3. Tendances des criminalités
La rationalisation par l'O.N.D. des outils de comptabilité traditionnels de la police et de la gendarmerie a permis d'apprendre à raisonner sur quatre « agrégats » de faits contentieux : les atteintes aux biens, les atteintes volontaires à l'intégrité physique, les escroqueries et les infractions financières (criminalité « réactive ») sont désormais clairement démarquées de l'agrégat des infractions révélées par la seule action des services, autrement dit de la criminalité sans victime (« criminalité proactive ») : par exemple la constellation des infractions liées aux législations sur les stupéfiants ou sur les étrangers.
Puisqu'un croisement peut désormais s'établir entre les trois premiers agrégats impliquant des auteurs et des victimes et l'apport des « enquêtes de victimes », qu'a-t-on appris relativement aux tendances générales de ces criminalités ?

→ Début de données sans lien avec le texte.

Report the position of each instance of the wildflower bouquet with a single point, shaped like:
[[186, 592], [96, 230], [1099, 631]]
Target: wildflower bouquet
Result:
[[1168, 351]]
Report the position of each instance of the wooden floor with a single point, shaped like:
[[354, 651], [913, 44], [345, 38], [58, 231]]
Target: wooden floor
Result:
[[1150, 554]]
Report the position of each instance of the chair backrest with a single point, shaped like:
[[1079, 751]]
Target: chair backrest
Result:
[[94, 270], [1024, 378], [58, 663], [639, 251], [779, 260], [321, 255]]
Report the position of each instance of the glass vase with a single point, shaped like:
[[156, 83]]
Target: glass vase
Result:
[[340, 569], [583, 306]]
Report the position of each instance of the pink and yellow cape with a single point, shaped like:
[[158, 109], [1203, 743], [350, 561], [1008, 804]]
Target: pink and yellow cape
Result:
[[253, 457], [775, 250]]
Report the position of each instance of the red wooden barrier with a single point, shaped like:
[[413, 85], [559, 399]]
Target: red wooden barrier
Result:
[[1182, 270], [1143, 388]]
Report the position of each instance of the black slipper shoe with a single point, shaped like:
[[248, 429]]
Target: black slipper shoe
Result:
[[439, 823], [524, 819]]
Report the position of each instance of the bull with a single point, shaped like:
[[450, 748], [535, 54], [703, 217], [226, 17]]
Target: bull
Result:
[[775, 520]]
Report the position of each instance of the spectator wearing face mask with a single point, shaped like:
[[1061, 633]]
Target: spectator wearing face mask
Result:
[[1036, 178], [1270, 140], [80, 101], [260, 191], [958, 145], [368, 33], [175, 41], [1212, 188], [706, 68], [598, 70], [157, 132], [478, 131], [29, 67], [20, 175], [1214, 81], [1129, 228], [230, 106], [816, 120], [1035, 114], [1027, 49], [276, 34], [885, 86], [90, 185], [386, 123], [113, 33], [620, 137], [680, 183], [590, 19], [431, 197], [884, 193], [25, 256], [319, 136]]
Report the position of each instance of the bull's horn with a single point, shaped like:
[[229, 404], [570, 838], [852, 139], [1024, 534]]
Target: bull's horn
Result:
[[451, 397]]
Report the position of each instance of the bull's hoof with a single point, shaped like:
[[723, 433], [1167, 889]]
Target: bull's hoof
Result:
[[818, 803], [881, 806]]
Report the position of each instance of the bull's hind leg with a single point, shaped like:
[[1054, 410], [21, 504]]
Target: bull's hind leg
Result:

• Reflux des délinquances d'appropriation de biens
S'agissant des « atteintes aux biens », l'O.N.D. montre une progression de la baisse générale des vols s'inscrivant dans une tendance structurelle, même si depuis 2005, une hausse significative des actes de destructions et de dégradations a pu être identifiée. Sur ce type de contentieux, après une période d'envolée des délinquances d'appropriation sur 25 années (1960-1985), la situation s'est stabilisée à partir de 1985, année où s'amorce une première baisse des « cambriolages ». Cette chute spectaculaire est globalement liée à la pénétration dans le corps social des techniques de la prévention situationnelle : les « gens » auraient appris à mieux protéger leurs biens.